Le texte cité ci-dessous par Denis Jue est intéressant, Il souligne que le
comique de _Don Juan joue sur plusieurs niveaux.
- Il joue sur le plan gestuel, comme on sait, à cause de la parenté de
Sganarelle avec les types de la Commedia dell'Arte. Il existe d'ailleurs
plus d'une version du _Festin de pierre_ à la Comédie-Italienne.
--  Il joue sur le plan  rhétorique. Molière, on le sait, avait étudié
au Collège de Clermont où les Jésuites l'avaient forcément initié aux
règles de la rhétorique. Qu'il s'amuse ici aux dépens des gens dont
l'argumentation est un peu trop fantaisiste n'a rien d'étonnant.
- Il joue sur le plan linguistique, se moquant gentiment de l'accent
normand.

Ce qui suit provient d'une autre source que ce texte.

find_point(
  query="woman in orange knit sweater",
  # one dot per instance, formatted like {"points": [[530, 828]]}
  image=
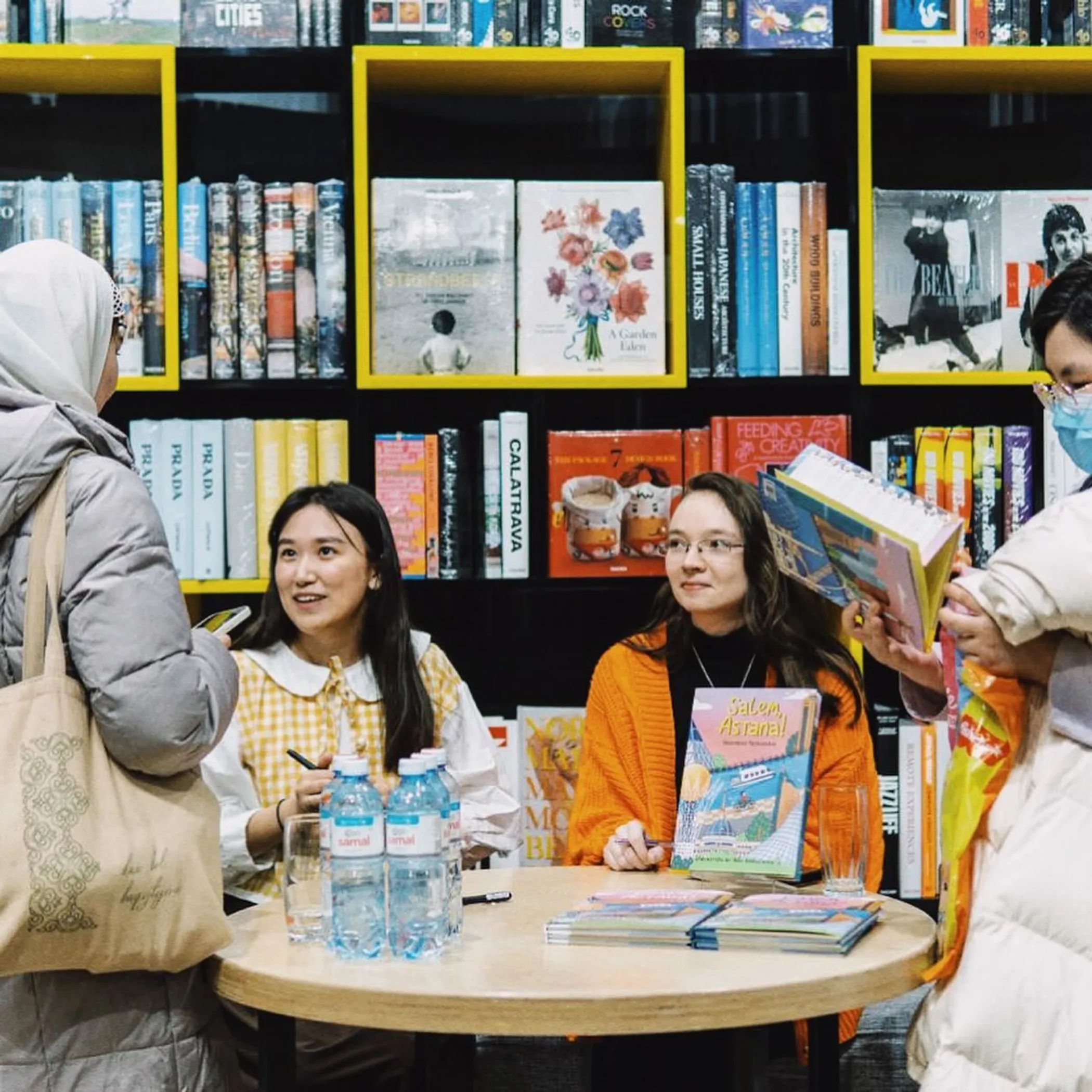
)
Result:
{"points": [[726, 617]]}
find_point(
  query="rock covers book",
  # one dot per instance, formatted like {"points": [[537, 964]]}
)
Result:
{"points": [[937, 292], [444, 283], [591, 279], [746, 780]]}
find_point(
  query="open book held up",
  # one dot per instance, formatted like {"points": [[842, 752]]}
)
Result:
{"points": [[848, 536]]}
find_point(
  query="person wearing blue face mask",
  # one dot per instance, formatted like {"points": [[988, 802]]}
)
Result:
{"points": [[1013, 1015]]}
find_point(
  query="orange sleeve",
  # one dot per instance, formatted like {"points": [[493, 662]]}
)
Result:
{"points": [[609, 787]]}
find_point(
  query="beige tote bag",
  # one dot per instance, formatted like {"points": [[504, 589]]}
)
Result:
{"points": [[101, 868]]}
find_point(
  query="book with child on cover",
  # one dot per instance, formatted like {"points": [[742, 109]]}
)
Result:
{"points": [[746, 781]]}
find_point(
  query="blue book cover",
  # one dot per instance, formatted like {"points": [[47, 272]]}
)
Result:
{"points": [[788, 24], [746, 282], [766, 247]]}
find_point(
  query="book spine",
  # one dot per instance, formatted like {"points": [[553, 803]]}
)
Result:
{"points": [[330, 277], [271, 481], [241, 500], [492, 536], [838, 296], [178, 498], [280, 282], [37, 216], [766, 257], [127, 244], [910, 810], [303, 235], [209, 500], [95, 216], [223, 287], [433, 506], [887, 769], [152, 280], [746, 269], [790, 348], [722, 219], [814, 233], [1017, 472], [252, 242], [989, 522], [699, 324], [67, 216], [302, 460], [514, 496]]}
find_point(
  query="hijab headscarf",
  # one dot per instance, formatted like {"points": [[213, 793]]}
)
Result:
{"points": [[56, 316]]}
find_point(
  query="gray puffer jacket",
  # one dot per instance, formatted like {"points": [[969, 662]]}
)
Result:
{"points": [[162, 699]]}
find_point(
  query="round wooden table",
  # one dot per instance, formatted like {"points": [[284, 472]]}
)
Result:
{"points": [[505, 980]]}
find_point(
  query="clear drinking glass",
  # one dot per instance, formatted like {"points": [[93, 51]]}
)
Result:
{"points": [[843, 838], [303, 883]]}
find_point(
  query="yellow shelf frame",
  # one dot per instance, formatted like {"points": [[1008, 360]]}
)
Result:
{"points": [[945, 70], [116, 70], [526, 71]]}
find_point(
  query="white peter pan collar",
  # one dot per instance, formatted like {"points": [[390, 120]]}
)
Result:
{"points": [[306, 680]]}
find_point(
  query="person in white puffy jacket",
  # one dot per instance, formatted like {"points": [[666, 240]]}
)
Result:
{"points": [[1017, 1010]]}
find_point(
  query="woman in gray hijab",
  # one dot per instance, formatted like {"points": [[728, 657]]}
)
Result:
{"points": [[162, 696]]}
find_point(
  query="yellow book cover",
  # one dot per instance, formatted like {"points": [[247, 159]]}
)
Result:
{"points": [[332, 451], [271, 476], [303, 458]]}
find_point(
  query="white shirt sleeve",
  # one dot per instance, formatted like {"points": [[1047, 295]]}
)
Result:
{"points": [[235, 792], [490, 817]]}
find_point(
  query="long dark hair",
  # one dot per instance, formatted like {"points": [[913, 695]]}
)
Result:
{"points": [[385, 636], [789, 624]]}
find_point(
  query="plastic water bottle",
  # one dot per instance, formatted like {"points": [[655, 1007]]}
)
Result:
{"points": [[454, 846], [358, 922], [418, 874], [335, 766]]}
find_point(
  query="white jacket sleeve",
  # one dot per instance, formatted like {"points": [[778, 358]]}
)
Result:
{"points": [[1029, 586], [490, 817], [226, 777]]}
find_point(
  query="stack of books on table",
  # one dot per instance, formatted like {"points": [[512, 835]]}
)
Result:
{"points": [[792, 923], [658, 919]]}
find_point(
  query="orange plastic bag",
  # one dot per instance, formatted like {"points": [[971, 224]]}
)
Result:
{"points": [[986, 719]]}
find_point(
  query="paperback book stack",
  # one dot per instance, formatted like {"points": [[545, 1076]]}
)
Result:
{"points": [[121, 225]]}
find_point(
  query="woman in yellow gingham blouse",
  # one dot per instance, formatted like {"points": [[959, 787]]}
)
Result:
{"points": [[334, 636]]}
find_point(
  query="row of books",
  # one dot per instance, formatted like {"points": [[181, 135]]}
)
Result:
{"points": [[263, 280], [196, 23], [959, 272], [489, 277], [424, 483], [219, 483], [710, 920], [117, 223], [984, 474], [768, 281]]}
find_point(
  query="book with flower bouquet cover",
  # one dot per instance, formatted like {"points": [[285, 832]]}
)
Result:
{"points": [[792, 923], [590, 284], [746, 780], [660, 918], [848, 536]]}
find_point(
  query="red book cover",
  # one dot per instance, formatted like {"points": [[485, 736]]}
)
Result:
{"points": [[770, 444], [610, 498]]}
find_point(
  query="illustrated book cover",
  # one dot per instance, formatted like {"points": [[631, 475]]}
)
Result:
{"points": [[610, 499], [444, 282], [591, 297], [746, 780]]}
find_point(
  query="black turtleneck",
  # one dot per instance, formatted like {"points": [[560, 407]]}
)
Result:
{"points": [[726, 659]]}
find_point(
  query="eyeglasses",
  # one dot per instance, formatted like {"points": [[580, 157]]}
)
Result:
{"points": [[712, 548]]}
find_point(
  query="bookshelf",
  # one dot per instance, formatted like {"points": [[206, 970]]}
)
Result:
{"points": [[116, 71]]}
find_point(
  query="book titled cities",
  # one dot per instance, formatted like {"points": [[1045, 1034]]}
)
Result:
{"points": [[444, 254], [746, 780], [591, 279]]}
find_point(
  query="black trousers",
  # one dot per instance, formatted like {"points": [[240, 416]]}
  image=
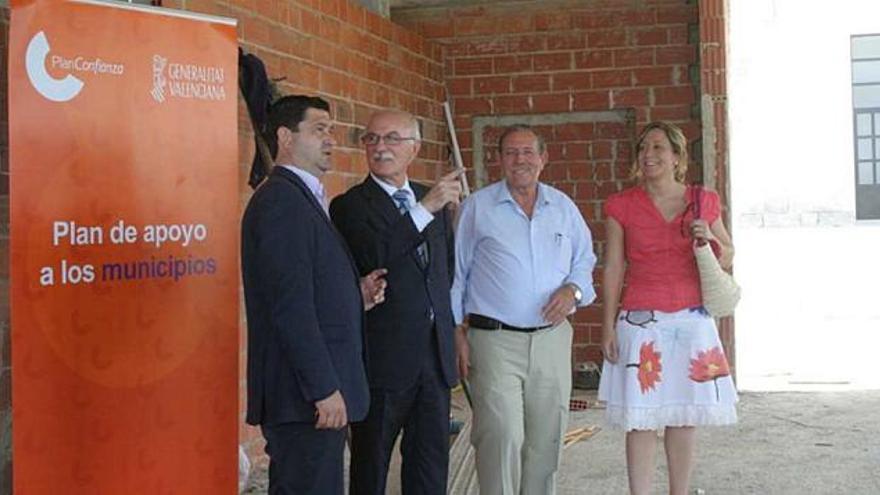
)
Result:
{"points": [[422, 412], [303, 460]]}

Comme Québécois, cela m'a longtemps un peu agacé, jusqu'au jour
où Jean Duvignaud m'apprit, dans une classe d'histoire que je donnais au
Conservatoire, qu'une bonne partie des comédiens de l'époque avaient
précisément l'accent normand, ce qui implique que Molière amenanit ses
comédiens à se moquer un petit peu d'eux-mêmes!
- Il joue, comme Denis le souligne, sur le plan apologétique. Sganarelle
raille en effet la théologie de la peur, influencé là aussi par sa
formastion obtenue dans un milieu hostile aux thèses jandénistes.

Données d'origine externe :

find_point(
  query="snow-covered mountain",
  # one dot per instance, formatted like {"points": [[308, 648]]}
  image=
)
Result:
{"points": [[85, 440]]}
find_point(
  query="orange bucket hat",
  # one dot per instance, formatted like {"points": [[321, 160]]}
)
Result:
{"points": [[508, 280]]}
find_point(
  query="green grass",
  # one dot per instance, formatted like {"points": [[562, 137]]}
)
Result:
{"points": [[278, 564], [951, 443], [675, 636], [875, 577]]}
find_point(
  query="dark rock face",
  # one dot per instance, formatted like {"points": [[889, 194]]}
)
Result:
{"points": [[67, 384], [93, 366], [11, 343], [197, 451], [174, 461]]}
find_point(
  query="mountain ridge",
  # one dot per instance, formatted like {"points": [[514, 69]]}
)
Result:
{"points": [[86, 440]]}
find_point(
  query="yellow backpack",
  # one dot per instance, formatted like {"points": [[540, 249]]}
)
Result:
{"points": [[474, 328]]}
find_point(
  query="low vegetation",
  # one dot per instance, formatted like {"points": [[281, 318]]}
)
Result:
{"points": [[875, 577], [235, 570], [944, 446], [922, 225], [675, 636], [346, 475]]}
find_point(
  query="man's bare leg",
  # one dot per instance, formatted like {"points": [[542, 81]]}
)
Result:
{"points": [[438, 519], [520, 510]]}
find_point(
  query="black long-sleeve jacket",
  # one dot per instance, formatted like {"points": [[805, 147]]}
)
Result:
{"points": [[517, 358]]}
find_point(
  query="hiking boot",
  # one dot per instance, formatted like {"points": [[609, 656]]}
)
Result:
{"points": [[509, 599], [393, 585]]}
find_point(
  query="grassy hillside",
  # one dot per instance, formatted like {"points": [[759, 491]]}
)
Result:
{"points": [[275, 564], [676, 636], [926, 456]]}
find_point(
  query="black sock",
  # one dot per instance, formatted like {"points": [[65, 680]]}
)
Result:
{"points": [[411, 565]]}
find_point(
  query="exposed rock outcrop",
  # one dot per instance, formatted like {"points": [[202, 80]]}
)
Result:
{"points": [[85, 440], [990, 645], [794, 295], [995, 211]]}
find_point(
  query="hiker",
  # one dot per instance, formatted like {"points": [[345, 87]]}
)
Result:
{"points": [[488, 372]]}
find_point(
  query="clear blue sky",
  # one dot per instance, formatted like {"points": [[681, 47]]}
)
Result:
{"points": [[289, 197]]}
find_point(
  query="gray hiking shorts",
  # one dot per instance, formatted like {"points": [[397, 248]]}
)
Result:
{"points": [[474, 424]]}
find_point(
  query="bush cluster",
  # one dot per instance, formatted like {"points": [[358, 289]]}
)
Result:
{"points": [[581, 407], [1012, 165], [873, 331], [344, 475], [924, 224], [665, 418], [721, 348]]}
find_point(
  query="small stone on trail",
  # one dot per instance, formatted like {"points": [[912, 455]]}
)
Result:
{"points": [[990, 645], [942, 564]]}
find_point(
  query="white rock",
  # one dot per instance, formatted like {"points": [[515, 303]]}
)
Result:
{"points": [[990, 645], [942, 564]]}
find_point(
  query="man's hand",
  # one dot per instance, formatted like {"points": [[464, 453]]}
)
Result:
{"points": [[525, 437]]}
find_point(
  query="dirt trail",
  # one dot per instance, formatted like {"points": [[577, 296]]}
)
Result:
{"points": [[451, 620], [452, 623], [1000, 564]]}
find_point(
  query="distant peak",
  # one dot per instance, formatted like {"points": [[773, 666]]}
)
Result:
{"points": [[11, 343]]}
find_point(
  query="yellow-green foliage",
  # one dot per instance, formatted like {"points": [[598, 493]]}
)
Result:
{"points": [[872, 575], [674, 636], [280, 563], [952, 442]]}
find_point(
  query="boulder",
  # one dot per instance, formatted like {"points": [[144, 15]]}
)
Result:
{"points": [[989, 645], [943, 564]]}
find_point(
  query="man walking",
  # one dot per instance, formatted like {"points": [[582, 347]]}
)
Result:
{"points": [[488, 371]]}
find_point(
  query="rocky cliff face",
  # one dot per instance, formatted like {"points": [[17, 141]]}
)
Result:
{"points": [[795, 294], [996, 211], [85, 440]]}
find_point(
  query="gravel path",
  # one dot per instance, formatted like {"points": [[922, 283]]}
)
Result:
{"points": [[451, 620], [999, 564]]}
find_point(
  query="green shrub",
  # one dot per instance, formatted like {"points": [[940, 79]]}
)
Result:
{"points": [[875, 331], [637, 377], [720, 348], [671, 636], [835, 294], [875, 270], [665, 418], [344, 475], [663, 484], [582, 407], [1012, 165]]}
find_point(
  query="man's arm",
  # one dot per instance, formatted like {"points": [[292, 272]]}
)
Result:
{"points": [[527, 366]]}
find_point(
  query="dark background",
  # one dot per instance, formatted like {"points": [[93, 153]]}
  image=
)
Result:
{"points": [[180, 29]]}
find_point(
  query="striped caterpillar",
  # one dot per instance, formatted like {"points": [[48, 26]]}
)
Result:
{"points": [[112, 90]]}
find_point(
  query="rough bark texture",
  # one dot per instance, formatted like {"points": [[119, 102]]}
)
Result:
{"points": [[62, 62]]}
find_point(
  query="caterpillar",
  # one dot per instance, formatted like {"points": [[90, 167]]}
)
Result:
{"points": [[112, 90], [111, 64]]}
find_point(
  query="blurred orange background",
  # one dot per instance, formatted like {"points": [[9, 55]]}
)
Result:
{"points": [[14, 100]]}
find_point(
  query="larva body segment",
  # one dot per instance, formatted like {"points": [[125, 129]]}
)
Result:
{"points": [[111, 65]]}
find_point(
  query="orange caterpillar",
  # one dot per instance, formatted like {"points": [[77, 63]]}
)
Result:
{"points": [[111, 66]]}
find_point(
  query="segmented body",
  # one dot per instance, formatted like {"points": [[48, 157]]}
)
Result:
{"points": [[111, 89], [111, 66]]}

Le discours de Sganarelle me fait ainsi penser, à certains égards, à celui
de Lucky dans _En attendant Godot_. Le discours de ce dernier à un peu du
discours-à-côté et un peu de la moquerie du style académique. Les deux
pièces, où on ne cesse de rire pendant leur déroulement, ont tout de même
quelque chose de ce que j'appellerais l'antitragérie (comme on dit
"antihéros"). La tragicomédie du _Cid_, dont le déroulement tragique a une
fin heureuse, trouve ici son contre-pied, d'un déroulement comique à la
fin tragique. Pour _Godot_, qui n'a ni lieu, ni temps ni action, je dirais
en vérité qu'il n'y a pas de fin du tout, ce qui est tragique.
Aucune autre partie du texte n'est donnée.